Un coeur simple : texte mettant en scène Félicité à l'église

Dans cet extrait de la nouvelle "Un coeur simple", Flaubert tend à reproduire le discours intérieur de Félicité, à nous faire accéder à sa conscience. Sans se départir d'une légère ironie à l'égard de cette femme mue par des automatismes, qui apprécie l'église pour sa température clémente, Flaubert nous fait partager ses visions mystiques et son affection tout humaine pour le Christ et ses enseignements.

  III


Quand elle avait fait à la porte une génuflexion, elle s’avançait sous la haute nef entre la double ligne des chaises, ouvrait le banc de Mme Aubain, s’asseyait, et promenait ses yeux autour d’elle.
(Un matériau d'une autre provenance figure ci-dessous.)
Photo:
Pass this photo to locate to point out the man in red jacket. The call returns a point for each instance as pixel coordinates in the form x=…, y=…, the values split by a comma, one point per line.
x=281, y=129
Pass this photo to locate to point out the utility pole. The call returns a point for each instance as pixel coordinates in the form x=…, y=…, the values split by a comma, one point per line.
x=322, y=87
 Les garçons à droite, les filles à gauche, emplissaient les stalles du chœur ; le curé se tenait debout près du lutrin ; sur un vitrail de l’abside, le Saint-Esprit dominait la Vierge ; un autre la montrait à genoux devant l’Enfant-Jésus, et, derrière le tabernacle, un groupe en bois représentait saint Michel terrassant le dragon.
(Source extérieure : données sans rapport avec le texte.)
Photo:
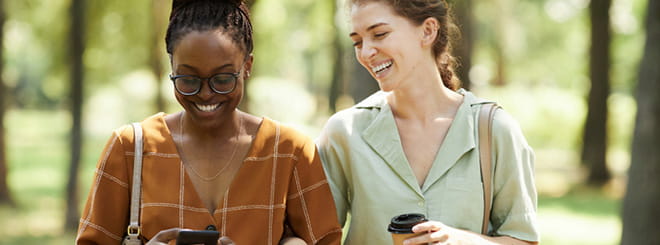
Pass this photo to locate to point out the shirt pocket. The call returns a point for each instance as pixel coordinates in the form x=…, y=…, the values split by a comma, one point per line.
x=463, y=203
 Le prêtre fit d’abord un abrégé de l’Histoire Sainte. Elle croyait voir le paradis, le déluge, la tour de Babel, des villes tout en flammes, des peuples qui mouraient, des idoles renversées ; et elle garda de cet éblouissement le respect du Très-Haut et la crainte de sa colère. Puis elle pleura en écoutant la Passion. Pourquoi l’avaient-ils crucifié, lui qui chérissait les enfants, nourrissait les foules, guérissait les aveugles, et avait voulu, par douceur, naître au milieu des pauvres sur le fumier d’une étable ? Les semailles, les moissons, les pressoirs, toutes ces choses familières dont parle l’Évangile se trouvaient dans sa vie ; le passage de Dieu les avait sanctifiées ; et elle aima plus tendrement les agneaux par amour de l’Agneau, les colombes à cause du Saint-Esprit.
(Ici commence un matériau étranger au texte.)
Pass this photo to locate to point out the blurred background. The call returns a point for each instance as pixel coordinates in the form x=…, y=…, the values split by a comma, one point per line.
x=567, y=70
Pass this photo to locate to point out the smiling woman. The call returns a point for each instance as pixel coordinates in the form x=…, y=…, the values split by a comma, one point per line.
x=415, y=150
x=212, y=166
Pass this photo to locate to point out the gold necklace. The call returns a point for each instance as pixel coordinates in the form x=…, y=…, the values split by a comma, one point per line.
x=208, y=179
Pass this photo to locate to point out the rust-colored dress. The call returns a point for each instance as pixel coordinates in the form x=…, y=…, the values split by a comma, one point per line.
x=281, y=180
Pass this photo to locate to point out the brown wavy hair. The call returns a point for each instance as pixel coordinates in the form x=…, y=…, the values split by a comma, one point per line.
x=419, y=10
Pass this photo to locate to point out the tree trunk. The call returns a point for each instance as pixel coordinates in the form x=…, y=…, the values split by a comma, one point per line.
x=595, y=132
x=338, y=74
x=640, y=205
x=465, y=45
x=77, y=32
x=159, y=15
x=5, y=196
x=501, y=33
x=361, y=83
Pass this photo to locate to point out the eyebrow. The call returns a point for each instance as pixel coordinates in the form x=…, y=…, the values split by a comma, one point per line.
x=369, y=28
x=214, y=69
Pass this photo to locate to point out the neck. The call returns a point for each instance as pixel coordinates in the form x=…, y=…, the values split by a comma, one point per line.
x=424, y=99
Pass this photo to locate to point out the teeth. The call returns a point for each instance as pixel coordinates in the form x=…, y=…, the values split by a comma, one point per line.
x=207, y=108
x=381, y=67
 Elle avait peine à imaginer sa personne ; car il n’était pas seulement oiseau, mais encore un feu, et d’autres fois un souffle. C’est peut-être sa lumière qui voltige la nuit aux bords des marécages, son haleine qui pousse les nuées, sa voix qui rend les cloches harmonieuses ; et elle demeurait dans une adoration, jouissant de la fraîcheur des murs et de la tranquillité de l’église.

 Quant aux dogmes, elle n’y comprenait rien, ne tâcha même pas de comprendre. Le curé discourait, les enfants récitaient, elle finissait par s’endormir ; et se réveillait tout à coup, quand ils faisaient en s’en allant claquer leurs sabots sur les dalles.

 Ce fut de cette manière, à force de l’entendre, qu’elle apprit le catéchisme, son éducation religieuse ayant été négligée dans sa jeunesse ; et dès lors elle imita toutes les pratiques de Virginie, jeûnait comme elle, se confessait avec elle. À la Fête-Dieu, elles firent ensemble un reposoir.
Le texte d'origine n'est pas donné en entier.